All of lore.kernel.org
 help / color / mirror / Atom feed
From: Jeff Layton <jlayton@redhat.com>
To: "J. Bruce Fields" <bfields@fieldses.org>
Cc: Chuck Lever <chuck.lever@oracle.com>,
	Eryu Guan <guaneryu@gmail.com>,
	Linux NFS Mailing List <linux-nfs@vger.kernel.org>
Subject: Re: upstream server crash
Date: Mon, 24 Oct 2016 15:17:34 -0400	[thread overview]

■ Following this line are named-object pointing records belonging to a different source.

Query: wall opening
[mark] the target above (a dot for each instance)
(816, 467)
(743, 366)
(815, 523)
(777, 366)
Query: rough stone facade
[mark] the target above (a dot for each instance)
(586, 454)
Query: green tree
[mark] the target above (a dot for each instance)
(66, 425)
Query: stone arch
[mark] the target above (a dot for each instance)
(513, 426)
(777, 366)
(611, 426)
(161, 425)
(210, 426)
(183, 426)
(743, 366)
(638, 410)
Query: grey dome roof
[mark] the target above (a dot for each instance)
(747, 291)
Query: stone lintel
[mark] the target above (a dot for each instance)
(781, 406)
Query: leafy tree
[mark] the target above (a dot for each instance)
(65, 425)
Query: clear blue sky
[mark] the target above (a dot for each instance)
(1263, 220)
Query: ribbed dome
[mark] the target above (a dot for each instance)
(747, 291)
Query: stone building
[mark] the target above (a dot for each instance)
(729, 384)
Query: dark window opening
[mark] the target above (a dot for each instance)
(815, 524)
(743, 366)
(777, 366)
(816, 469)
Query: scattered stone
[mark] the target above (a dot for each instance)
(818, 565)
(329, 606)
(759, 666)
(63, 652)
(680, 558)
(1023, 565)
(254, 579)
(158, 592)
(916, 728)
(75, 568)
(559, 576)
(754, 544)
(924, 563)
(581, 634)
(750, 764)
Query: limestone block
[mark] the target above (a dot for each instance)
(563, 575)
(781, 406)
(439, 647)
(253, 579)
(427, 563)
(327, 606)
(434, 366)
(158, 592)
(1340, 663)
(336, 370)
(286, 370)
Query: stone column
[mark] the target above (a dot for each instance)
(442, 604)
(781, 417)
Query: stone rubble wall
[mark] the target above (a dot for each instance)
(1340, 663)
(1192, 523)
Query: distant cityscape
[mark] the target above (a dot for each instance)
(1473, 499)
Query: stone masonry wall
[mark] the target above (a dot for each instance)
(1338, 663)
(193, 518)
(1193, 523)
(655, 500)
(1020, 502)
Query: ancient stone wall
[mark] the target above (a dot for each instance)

Message-ID: <1477336654.21854.9.camel@redhat.com> (raw)
In-Reply-To: <20161024180858.GA27359@fieldses.org>

[-- Attachment #1: Type: text/plain, Size: 3975 bytes --]

On Mon, 2016-10-24 at 14:08 -0400, J. Bruce Fields wrote:
> On Mon, Oct 24, 2016 at 11:24:40AM -0400, Jeff Layton wrote:
> > 
> > On Mon, 2016-10-24 at 11:19 -0400, Jeff Layton wrote:
> > > 
> > > On Mon, 2016-10-24 at 09:51 -0400, Chuck Lever wrote:
> > > > 
> > > > 
> > > > > 
> > > > > 
> > > > > 
> > > > > On Oct 24, 2016, at 9:31 AM, Jeff Layton <jlayton@redhat.com> wrote:
> > > > > 
> > > > > On Mon, 2016-10-24 at 11:15 +0800, Eryu Guan wrote:
> > > > > > 
> > > > > > 
> > > > > > 
> > > > > > On Sun, Oct 23, 2016 at 02:21:15PM -0400, J. Bruce Fields wrote:
> > > > > > > 
> > > > > > > 
> > > > > > > 
> > > > > > > 
> > > > > > > I'm getting an intermittent crash in the nfs server as of
> > > > > > > 68778945e46f143ed7974b427a8065f69a4ce944 "SUNRPC: Separate buffer
> > > > > > > pointers for RPC Call and Reply messages".
> > > > > > > 
> > > > > > > I haven't tried to understand that commit or why it would be a problem yet, I
> > > > > > > don't see an obvious connection--I can take a closer look Monday.
> > > > > > > 
> > > > > > > Could even be that I just landed on this commit by chance, the problem is a
> > > > > > > little hard to reproduce so I don't completely trust my testing.
> > > > > > 
> > > > > > I've hit the same crash on 4.9-rc1 kernel, and it's reproduced for me
> > > > > > reliably by running xfstests generic/013 case, on a loopback mounted
> > > > > > NFSv4.1 (or NFSv4.2), XFS is the underlying exported fs. More details
> > > > > > please see
> > > > > > 
> > > > > > http://marc.info/?l=linux-nfs&m=147714320129362&w=2
> > > > > > 
> > > > > 
> > > > > Looks like you landed at the same commit as Bruce, so that's probably
> > > > > legit. That commit is very small though. The only real change that
> > > > > doesn't affect the new field is this:
> > > > > 
> > > > > 
> > > > > @@ -1766,7 +1766,7 @@ rpc_xdr_encode(struct rpc_task *task)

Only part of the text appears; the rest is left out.